港へ

新しい車に慣れるためにひたすら運転を続けた一週間だったが、とりあえず一区切りってことで慣らし運転週間最終日に名古屋港へ行ってきた。誘導されるままに駐車場へ入り、出たところはシートレインランドという小さな遊園地みたいなところだった。私が知っているのは金城ふ頭の変な形のビルみたいなやつだけなので、こんなものがあるとは驚いた。歩いていくと名古屋港水族館、さらに進むとイタリア村…これがご当地名古屋で新スポットとしてうわさの…。


車で走ることが目的だから、目的地についても特にやることはなく、雨も降ってきたので食事を済ませるとすぐに帰路へつく。幹線道路はやめて、裏道から出ると見慣れない光景が広がっていた。最近よく見かけるようになった「レンタル倉庫」も市街地とはスケールが違う。

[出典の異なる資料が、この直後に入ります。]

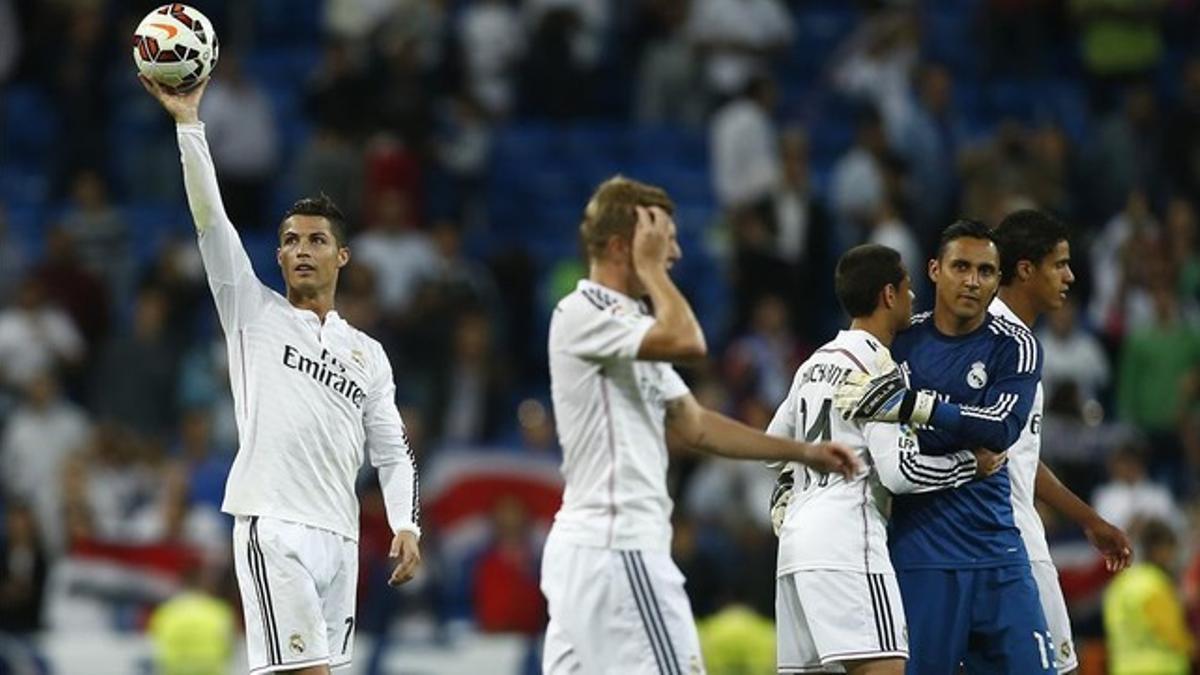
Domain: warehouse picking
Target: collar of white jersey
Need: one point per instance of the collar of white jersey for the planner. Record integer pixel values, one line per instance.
(586, 284)
(1001, 309)
(331, 316)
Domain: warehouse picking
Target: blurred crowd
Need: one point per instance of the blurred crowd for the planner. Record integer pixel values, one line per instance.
(821, 125)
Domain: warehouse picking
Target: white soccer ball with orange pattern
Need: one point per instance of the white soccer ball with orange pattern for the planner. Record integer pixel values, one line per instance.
(175, 46)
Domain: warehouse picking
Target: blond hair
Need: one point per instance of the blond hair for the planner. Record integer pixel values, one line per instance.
(610, 211)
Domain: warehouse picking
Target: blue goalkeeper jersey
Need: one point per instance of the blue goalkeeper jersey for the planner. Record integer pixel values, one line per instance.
(990, 376)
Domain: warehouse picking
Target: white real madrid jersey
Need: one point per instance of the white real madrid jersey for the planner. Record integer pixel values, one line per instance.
(312, 398)
(1024, 457)
(610, 410)
(838, 524)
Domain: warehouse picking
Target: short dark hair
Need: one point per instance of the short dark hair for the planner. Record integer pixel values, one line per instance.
(964, 228)
(1026, 234)
(319, 205)
(862, 273)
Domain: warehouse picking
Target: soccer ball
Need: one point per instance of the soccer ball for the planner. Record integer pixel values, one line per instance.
(175, 46)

工場も倉庫もどれも大きく、潮風に晒されてところどころ錆が浮き出ている。休日、夜の工場はどこもまだ眠っていた。小雨に濡れた巨大で無機質な壁を、街灯の小さな明かりだけが時折瞬きながら浮かび上がらせる。こんな倉庫街には小企業の事務所もたくさんあり、数十年も時が止まったように、波打つすりガラスに金文字で縦書きされた会社名はいくらかかすれ、不思議な意匠を凝らした窓の鉄格子に門扉、きしんだ音を立てるであろう観音開きのドアを開ければ、時代遅れなねずみ色の作業服を着た女性が、誰にも知られることなく深夜だけ番をし、朝になるとひっそりと消えていくのかもしれない…


平日の慌しさなど思い起こさせる隙の無い、巨大な廃墟のように雨に濡れながら静止した町は灰褐色に覆われあまりに美しく、夜の暗闇に融合して沈み、遠い過去へ帰って行くかのようだった。もしや私の通った道は現世(うつしよ)のものではなかったやも?